To him, any little one of script written by the team (except his own) must be
re-done in Node. Then, the code being "his", he'll upload it to his own
personal github account. Meanwhile, we have to reimplement the new Node
written tool.

------
dylanz
"So don't try to build hard realtime systems in node, that require consistent
response times. Erlang is probably a better choice for these kinds of
applications."

Erlang is actually suited for soft realtime systems as well. I've never seen
it recommended for hard realtime systems.

------
j2labs
I love that this started with bad use cases.

------
jroseattle
We're running a nodejs+nosql+js-heavy-client project right now. While
evaluating any stack component is an important task, it is certainly more so
important in this environment.

This guide is OK, but it's insufficient. If you're going to do a technical
evaluation of the node/nosql/js-client stack for risk assessment, you're going
to need to get much more granular than what this guide offers.

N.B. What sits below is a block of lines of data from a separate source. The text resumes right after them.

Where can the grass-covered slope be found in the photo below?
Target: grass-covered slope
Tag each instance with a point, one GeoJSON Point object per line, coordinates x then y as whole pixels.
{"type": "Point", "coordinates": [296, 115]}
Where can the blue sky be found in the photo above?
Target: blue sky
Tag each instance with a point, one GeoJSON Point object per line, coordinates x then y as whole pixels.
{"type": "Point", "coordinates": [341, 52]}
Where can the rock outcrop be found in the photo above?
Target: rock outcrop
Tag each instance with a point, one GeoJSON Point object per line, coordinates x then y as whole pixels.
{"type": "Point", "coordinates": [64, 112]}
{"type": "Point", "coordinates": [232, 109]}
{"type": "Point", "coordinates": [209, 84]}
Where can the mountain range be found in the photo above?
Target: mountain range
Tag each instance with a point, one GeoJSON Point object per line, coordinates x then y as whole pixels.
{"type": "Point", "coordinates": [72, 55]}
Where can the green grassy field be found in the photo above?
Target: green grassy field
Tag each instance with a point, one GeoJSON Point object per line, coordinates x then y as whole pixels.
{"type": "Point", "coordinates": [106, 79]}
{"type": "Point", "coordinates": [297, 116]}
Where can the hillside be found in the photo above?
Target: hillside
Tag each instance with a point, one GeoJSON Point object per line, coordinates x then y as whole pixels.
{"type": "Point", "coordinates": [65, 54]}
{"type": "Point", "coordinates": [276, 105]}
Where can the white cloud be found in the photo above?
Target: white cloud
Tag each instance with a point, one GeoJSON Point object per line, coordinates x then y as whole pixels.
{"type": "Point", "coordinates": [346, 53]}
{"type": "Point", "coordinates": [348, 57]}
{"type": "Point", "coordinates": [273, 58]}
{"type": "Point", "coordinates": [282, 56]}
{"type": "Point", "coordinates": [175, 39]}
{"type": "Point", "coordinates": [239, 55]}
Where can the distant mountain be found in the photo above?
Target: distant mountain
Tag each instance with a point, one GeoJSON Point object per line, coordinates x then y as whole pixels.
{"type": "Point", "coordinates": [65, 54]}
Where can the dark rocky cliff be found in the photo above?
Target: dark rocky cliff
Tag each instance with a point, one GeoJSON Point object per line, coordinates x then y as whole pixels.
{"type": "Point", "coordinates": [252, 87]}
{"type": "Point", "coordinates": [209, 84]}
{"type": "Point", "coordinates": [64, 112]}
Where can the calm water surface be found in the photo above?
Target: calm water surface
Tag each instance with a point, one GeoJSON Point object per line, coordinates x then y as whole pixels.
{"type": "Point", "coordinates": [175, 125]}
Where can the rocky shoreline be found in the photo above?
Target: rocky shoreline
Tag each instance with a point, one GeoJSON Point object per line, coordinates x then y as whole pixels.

This is a fine
guide for a project lead, but this is somewhat useless for the system
designer.

For example, in reference to "nosql+node+buzzword+bull$#!t", the advice is to
use nosql when you "really" know it, otherwise stick with mysql/postgres.
While the devil-you-know-vs-devil-you-dont is a fine project mitigation
strategy, it's not a very good technical strategy. Maybe the guide's author
assumes one would do so, but the nosql/rdbms comparison exercise is not
trivial and requires you to do your homework. Understanding and contrasting
the finer points of comparing nosql operations vs. relational data stores is
much more useful than a blanket comment.

Like I said, it's a fine guide, but it's much more useful for those who aren't
necessarily responsible for determining the stack's applicability to a given
project.

------
hsmyers
JavaScript seems to be having the same problem that other languages have
developed over usage time. It becomes increasingly difficult to know what
package does what and more importantly information of the pros and cons of the
package. Does anyone know of a link to something similar to what I'm talking
about? Say something meaningful about the top N (where N might be 10 or so)
packages---what they do, the good and the bad?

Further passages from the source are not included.